Commentary: Sutureless valves or futureless valves?

Joshua C. Grimm, MD, and Ibrahim Sultan, MD

While rapid deployment valves may offer bailout in complex, reoperative scenarios, unclear long-term durability and inexperience in subsequent ViV TAVR should limit its use to older populations.

See Article page 31.

Over the past decade, the profound growth of transcatheter aortic valve replacement (TAVR) has ushered in a new management paradigm for patients at low, intermediate, and high risk for surgical aortic valve replacement (SAVR). As the Society of Thoracic Surgeons nomogram does not include technical factors, one of TAVR's most valuable applications is in the reoperative setting, despite, perhaps, those patients, otherwise, being low or intermediate risk. Valve-in-valve (ViV) TAVR can be incredibly nuanced, however, and its feasibility relies on several considerations, such as sinus segment diameter, coronary heights, valve-to-coronary distance, and the internal diameter of the implanted surgical valve.
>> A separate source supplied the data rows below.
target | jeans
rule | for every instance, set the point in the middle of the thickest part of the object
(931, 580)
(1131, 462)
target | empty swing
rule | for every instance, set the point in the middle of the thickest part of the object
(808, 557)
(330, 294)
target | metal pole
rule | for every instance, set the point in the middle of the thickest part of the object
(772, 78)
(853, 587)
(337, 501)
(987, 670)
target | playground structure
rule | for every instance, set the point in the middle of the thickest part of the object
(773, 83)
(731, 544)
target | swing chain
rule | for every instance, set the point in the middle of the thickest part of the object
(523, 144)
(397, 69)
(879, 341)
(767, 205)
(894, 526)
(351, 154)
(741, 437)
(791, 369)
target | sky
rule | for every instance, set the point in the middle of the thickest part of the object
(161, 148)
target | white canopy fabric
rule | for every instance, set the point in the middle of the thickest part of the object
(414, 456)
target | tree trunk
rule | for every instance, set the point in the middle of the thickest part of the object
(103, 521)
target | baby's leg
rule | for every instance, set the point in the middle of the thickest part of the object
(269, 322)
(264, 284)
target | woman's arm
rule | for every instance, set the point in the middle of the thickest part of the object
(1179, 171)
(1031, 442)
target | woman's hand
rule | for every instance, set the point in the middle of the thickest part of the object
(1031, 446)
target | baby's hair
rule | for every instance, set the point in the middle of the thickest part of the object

Accordingly, there are select scenarios that preclude a transcatheter approach. Dhanekula and colleagues propose the use of rapidly deployed valves as an alternative to conventional redo SAVR, due to their optimal effective orifice area and ease of positioning, especially in small annuli. While the authors should be commended on their results in this challenging cohort of patients, we share their reservation in advocating for this technique broadly in patients with aortic stenosis and favorable anatomy.

Many of the large registries examining outcomes following implantation of sutureless or rapidly deployed valves were composed of octogenarians with EuroScores placing them at “high-risk” for traditional SAVR. In contrast, this single institutional series had a mean age of 64 years and a Society of Thoracic Surgeons Predicted Risk of Mortality of <3%. While the perioperative mortality was relatively low (4.5%), there are common themes among other published series evaluating the performance of these valves that could limit their routine use in a relatively younger, otherwise low-risk demographic. First, the short-term hemodynamic profiles routinely demonstrate mean valve gradients between 12 and 17 mm Hg. This, compounded with a lack of robust follow-up, raises concerns regarding valve durability and long-term performance. Furthermore, the incidence of permanent pacemaker was approximately 10% in this series, which is consistent with previous institutional series and database publications on rapid deployment valves. This is not trivial, as new findings suggest a deleterious relationship between pacemaker placement and all-cause mortality and heart-failure hospitalizations. Lastly, given that the experience of ViV TAVR following sutureless or rapidly deployed valves is in its infancy, implantation of these prostheses in younger patients, regardless of their redo status, could make subsequent catheter-based interventions challenging. Patients who undergo a surgical aortic bioprosthesis in today's era do not want or expect a reoperative sternotomy for structural valve degeneration. So, if patients with a life expectancy of older than 10 to 15 years do not receive a mechanical prosthesis, every attempt should be made to implant bioprostheses that will facilitate subsequent ViV TAVR.

As previously stated, the authors were successful, in the short term, at safely addressing failed aortic prostheses in patients with anatomic constraints. While we would not support this strategy in most instances, we acknowledge its utility in especially hostile situations. The concept does, however, reinforce the critical importance of employing various alternatives to standard AVR at the index operation, such as root replacement or enlargement, to afford a scaffold for an acceptably sized TAVR in the future.